## Functions in PyBEAM's defualt sub-module

In this notebook we detail all the functions and features available to the PyBEAM default module. This describes their usage and inputs, in addition to examples of how to use the functions.


In [None]:
"""
How to import PyBEAM's default sub-module.

"""

import pybeam.default as pbd


In [None]:
"""
model (dict): How to build a model.
How to build a model using PyBEAM's default sub-module.

"""

# if model type is 'base', these six keys are required

model = {'type' : 'base',  # model type ('base' or 'ugm')
        'sigma' : 1.0,     # sets sigma, the scaling parameter
    'threshold' : 'fixed', # sets threshold type (fixed, linear, exponential, or weibull)
      'leakage' : False,   # if True, drift rate has leaky integration
        'delay' : False,   # if True, decision threshold motion is delayed (only for non-fixed thresholds)
'contamination' : False}   # if True, uniform contamination added to model

# if model type is 'ugm', these three keys are required

# model = {'type' : 'ugm',  # model type ('base' or 'ugm')
#         'sigma' : 1.0,    # sets sigma, the scaling parameter
# 'contamination' : False}  # if True, uniform contamination added to model


In [None]:
"""
function: parse_model
Takes input of model dictionary and returns what parameters are used in that model.

Inputs:

    model (dict) -
        Dictionary containing model information. Must be 'base' or 'ugm' (see paper for description of
        these models). See cell above.
        
Outputs:

    (list) containing all parameters used in model. These are also the keys used in the phi and conditions
    dictionaries used in other functions (see below).

"""

# in this case, it will output the priors used for only the base model, no extenions. These are:
#     t_nd: the non-decision time
#       w : the relative start point
#      mu : thre drift rate
#       a : decision threshold location

pbd.parse_model(model)


In [None]:
"""
function: simulate_model
Simulates model defined in model dictionary.

Inputs:

    N_sims (int) -
        Number of accumulators to simulate.

    model (dict) -
        Dictionary containing model information. See model description.

    phi (dict) -
        Dictionary containing model parameter values. Keys are the model parameters, while values are the 
        value associated with that parameter. If keys are unknown for your model, run function parse_model.
        The list output by that function provides the keys for this dictionary.

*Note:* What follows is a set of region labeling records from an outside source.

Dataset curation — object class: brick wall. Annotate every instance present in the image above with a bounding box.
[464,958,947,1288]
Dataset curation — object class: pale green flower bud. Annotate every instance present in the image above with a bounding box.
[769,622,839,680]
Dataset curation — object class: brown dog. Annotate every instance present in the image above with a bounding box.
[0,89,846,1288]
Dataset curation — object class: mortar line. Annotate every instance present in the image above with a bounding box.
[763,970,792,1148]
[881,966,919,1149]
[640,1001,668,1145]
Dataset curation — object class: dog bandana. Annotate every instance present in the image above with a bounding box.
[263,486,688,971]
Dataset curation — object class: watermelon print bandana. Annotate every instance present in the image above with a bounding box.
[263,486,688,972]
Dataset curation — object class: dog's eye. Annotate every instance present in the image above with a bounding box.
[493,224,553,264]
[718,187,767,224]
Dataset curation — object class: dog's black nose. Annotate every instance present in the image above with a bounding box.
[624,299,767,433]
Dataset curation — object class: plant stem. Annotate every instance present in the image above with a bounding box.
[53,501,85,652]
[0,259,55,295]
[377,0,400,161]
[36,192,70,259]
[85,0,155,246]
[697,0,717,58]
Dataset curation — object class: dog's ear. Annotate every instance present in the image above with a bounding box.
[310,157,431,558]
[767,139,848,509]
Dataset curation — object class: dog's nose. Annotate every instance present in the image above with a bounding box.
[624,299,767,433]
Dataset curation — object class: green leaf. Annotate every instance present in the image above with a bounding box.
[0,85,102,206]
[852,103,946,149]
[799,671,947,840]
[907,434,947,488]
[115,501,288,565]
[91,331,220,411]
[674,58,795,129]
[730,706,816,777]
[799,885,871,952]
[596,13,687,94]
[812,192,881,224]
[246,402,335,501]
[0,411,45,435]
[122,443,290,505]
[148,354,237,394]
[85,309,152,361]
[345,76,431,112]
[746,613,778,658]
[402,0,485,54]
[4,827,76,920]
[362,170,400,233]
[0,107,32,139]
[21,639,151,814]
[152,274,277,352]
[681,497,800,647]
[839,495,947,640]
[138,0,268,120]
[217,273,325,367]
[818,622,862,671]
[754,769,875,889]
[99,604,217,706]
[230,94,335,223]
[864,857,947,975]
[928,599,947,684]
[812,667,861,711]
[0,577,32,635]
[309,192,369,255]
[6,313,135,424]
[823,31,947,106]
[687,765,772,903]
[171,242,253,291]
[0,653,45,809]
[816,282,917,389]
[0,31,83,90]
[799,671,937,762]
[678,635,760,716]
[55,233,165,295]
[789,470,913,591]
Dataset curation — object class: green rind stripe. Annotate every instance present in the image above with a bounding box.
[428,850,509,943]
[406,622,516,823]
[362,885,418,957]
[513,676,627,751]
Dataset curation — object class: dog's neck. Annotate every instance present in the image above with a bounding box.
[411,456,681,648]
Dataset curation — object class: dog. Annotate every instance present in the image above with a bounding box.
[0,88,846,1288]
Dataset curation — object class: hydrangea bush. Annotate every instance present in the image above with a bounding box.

    seed (int, False); OPTIONAL, defaults to False -
        Sets the random number seed. Defaults to False. If False, program randomly chooses a seed.

    dt (float) OPTIONAL - 
        Sets the simulation time step. By default, dt = 1.0e-4.
        
Outputs:

    (dict) containing two keys: 'rt_upper' and 'rt_lower'. These contain the reaction times for the upper
    and lower threshold crossings, respectively.

"""

# keys for this function must be those output by parse_model
phi = {'t_nd' : 0.25,
          'w' : 0.5,
         'mu' : 1.0,
          'a' : 0.5}

rt = pbd.simulate_model(N_sims = 500,   
                         model = model,
                           phi = phi,
                          seed = 1,
                            dt = 1.0e-4)

rt


In [None]:
"""
function: model_rt
Calculate the model's predicted rt distribution (model likelihood function).

Inputs:

    model (dict) -
        Dictionary containing model information. See model description.

    phi (dict) -
        Dictionary containing model parameter values. Keys are the model parameters, while values are the 
        value associated with that parameter. If keys are unknown for your model, run function parse_model.
        The list output by that function provides the keys for this dictionary.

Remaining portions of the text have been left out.